United Airlines and Continental Airlines disagree over the price of a potential stock-for-stock merger, according to source familiar with the situation.
Last week, sources said that the airlines were considering a stock-for-stock merger with no premium, creating a company valued at roughly USD$6.6 billion.
The companies resumed merger negotiations earlier this month, two years after walking away from similar talks.
The companies, however, have disagreed on the exact ratio of shares that United planned to pay for Continental, said the source, who declined to be named because they were not authorised to speak to the media.
The ratio affects the price United would ultimately pay for the deal.
Negotiations are ongoing, the source said. The New York Times reported that the disagreement over the price, however, could be a deal-breaker.
Continental wants to use the so-called "unaffected share prices" — which is the price of the stock before news emerged of recent spate of airline merger talks, the source said.
United, however, wants to use a later market price, the source said.

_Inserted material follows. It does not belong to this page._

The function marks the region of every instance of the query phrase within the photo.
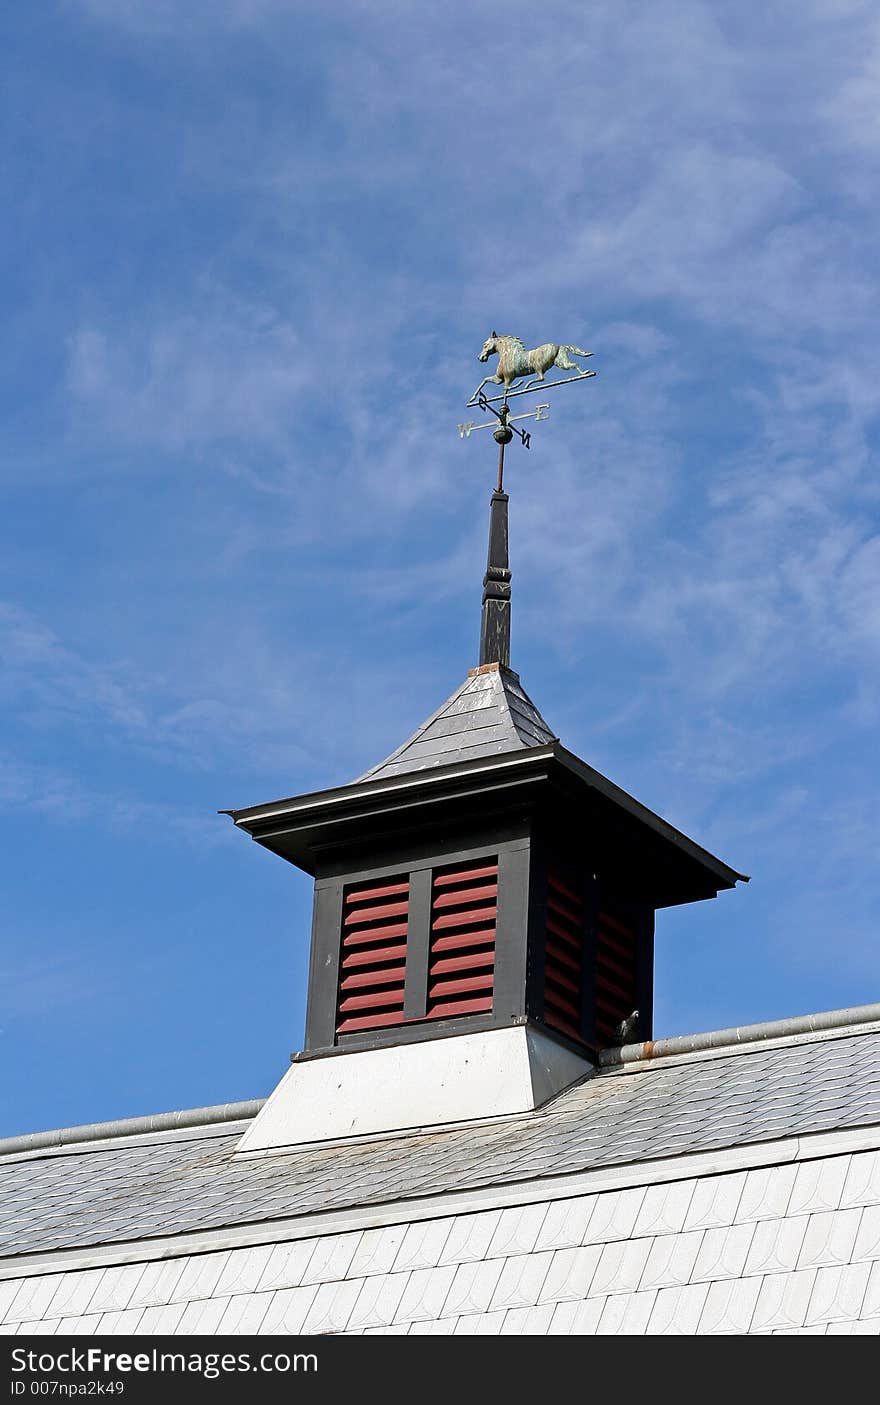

Under Continental's scenario, Continental would receive more United shares and a higher overall deal price, the sources said. Using United's method, the exchange ratio would be lower.
The price difference could be material in the talks.
United's share price has risen to USD$22.99 from USD$18.95 on April 7 when news of talks between United and US Airways first broke. The talks with US Airways have since ended. In that same time, Continental's stock has risen to USD$22.01 from USD$20.50.
Other aspects of the potential deal have already been agreed to, including naming United chief executive Glenn Tilton as chairman and Continental's head Jeffery Smisek as CEO, sources previously said.
The combined company would be named United, the NYT reported.